The SMMT says that several factors are conspiring to drive year-on-year production down.

Key is the continuing global shortage of semiconductors. This is exacerbated by the loss of Honda’s Swindon plant in July 2021. Lack of essential parts, post-Brexit cost increases and economic downturn are all sending ominous warning for the future.

SMMT chief executive, Mike Hawes, says “it’s another torrid start to the year”.  But he remains confident the industry will ride out the issues, describing the industry as “fundamentally strong”. Hawes added that “recent investment announcements are testament to the potential for growth, not least in terms of rising EV production”.

However, he insists that British car making must be more competitive and embrace the electric transformation.

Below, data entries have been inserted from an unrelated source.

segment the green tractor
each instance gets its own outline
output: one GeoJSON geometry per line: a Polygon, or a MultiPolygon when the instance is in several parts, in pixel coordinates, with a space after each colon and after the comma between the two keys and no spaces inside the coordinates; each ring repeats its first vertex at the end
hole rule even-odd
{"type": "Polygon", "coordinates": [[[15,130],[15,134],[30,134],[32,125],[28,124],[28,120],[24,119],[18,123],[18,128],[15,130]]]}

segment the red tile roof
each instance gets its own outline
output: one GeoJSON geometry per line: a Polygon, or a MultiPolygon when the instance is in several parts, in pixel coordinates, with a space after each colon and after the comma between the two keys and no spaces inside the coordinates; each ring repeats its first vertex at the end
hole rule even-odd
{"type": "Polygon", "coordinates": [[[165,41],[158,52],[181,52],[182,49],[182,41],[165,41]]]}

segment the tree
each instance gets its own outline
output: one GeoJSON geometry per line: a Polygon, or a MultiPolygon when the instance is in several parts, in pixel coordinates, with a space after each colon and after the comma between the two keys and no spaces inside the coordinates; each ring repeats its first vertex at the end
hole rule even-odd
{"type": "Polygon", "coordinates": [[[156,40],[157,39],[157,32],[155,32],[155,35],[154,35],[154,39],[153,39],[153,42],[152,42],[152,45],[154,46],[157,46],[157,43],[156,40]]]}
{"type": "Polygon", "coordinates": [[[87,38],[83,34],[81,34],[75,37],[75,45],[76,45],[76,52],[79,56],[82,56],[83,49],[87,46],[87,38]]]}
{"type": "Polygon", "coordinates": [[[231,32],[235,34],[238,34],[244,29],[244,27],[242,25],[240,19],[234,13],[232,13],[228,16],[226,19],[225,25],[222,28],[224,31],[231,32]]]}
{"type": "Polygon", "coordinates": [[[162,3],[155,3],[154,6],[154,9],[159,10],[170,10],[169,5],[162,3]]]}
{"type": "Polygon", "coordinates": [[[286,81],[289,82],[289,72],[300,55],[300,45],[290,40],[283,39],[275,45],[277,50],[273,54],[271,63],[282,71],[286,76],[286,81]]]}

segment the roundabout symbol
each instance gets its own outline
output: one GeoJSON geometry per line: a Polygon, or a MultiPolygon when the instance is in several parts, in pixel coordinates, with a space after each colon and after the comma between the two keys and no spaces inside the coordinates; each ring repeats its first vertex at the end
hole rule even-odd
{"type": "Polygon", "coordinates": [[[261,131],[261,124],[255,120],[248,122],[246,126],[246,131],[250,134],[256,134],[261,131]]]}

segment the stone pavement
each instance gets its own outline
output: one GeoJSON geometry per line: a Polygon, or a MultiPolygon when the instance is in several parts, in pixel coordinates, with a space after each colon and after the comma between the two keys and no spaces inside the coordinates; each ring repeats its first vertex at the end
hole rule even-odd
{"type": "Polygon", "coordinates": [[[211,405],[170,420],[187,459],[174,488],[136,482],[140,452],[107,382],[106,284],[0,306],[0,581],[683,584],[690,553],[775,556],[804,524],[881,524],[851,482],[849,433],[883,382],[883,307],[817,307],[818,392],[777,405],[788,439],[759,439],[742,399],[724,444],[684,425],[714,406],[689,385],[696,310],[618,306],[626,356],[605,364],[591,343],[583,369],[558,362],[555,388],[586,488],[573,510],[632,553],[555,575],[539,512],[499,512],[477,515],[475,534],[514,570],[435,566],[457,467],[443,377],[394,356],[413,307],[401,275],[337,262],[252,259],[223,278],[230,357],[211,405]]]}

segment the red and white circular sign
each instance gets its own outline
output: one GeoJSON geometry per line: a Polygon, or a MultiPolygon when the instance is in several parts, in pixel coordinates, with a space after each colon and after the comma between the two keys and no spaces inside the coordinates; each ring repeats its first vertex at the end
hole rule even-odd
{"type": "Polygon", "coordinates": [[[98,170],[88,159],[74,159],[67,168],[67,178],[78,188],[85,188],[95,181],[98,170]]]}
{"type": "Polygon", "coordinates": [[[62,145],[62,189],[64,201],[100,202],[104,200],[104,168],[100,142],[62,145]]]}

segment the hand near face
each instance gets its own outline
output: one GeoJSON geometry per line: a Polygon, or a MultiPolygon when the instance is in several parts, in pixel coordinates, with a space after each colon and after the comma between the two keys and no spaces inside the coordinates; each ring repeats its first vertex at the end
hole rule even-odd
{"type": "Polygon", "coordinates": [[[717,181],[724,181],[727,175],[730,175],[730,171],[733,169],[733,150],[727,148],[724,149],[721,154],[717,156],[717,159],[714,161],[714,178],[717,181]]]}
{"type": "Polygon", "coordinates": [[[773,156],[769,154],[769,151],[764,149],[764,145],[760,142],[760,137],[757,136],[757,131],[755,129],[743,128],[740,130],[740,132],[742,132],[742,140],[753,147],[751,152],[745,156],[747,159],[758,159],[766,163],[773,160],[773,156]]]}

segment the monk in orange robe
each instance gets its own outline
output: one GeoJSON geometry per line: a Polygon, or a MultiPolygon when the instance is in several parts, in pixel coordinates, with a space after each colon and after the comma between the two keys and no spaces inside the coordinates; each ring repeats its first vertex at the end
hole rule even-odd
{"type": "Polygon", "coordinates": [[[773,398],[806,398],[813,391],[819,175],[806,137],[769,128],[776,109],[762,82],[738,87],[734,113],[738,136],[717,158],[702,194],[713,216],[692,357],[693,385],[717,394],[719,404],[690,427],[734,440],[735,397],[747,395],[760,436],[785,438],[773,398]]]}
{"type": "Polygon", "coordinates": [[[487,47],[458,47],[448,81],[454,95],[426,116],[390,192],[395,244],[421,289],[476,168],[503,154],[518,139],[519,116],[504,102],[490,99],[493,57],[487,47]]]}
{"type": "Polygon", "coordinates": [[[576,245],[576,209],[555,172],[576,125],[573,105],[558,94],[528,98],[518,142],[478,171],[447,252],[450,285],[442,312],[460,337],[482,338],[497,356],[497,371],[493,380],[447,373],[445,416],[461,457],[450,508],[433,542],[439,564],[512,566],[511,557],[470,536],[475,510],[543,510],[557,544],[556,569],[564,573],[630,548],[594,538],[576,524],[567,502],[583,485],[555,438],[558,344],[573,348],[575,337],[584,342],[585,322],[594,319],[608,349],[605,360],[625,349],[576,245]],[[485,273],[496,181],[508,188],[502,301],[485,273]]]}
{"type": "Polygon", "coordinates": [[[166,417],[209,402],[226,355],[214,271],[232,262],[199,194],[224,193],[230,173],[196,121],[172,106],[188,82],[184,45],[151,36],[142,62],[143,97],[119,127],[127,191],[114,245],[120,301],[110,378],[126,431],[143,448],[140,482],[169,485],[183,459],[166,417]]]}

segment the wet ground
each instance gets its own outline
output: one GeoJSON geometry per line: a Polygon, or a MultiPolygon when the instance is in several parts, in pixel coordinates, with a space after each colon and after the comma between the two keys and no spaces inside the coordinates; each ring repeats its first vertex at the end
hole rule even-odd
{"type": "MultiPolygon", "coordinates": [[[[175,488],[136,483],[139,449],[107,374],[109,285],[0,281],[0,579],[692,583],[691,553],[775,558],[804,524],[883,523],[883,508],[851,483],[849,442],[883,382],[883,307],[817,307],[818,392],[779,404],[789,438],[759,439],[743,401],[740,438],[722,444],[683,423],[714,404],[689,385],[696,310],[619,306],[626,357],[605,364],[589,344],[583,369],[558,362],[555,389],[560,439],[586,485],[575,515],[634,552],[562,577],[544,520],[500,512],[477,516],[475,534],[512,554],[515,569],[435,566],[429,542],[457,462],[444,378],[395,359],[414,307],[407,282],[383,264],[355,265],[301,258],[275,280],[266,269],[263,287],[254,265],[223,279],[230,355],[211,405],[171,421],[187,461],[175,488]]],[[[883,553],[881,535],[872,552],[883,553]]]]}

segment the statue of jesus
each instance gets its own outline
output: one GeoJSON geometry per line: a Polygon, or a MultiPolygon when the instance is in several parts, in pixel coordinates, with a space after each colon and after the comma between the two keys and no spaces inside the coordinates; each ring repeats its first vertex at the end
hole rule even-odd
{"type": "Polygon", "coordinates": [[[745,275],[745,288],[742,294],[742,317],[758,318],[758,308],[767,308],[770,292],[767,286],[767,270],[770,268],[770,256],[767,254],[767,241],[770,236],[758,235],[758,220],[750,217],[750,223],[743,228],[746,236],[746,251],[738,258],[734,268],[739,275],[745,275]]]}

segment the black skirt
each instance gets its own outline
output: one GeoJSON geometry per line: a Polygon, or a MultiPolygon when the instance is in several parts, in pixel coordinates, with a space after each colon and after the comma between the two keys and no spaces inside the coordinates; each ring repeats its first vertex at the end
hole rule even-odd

“Long-term recovery can only be delivered, however, if global competitiveness is assured and for that we must address both inflationary and fixed costs, most obviously escalating energy prices, but also fiscal and trading costs.

“Every measure must be taken if we are to secure a bright, electrified future for our world-class automotive manufacturing base and the high skilled, high value jobs it creates across Britain.”

Getting charged up

SMMT figures show that battery electric vehicles (BEVs) now account for one in 11 cars made in the UK. Their production rose 37.6% to 6,326 units in 12 months.

Including plug-in hybrids and hybrids, electrified vehicles accounts for more than a quarter of output now.

In the global context, British production for both overseas and domestic markets was down year-on-year, by 17.5% and 30.8% respectively. Exports accounted for more than eight in 10 cars made.

The EU remained the largest destination for UK-made cars. They take 59.1% of exports, followed by China (10.4%) and the US (10.0%).

Plugged in to the future

Independent expectations for UK car production have been revised downwards from the autumn outlook by 2.4% for 2022. This would still represent a 14.4% increase on 2021’s outturn.

The future of electric vehicle production is positive. Several manufacturers have confirmed expansion of EV production in the UK.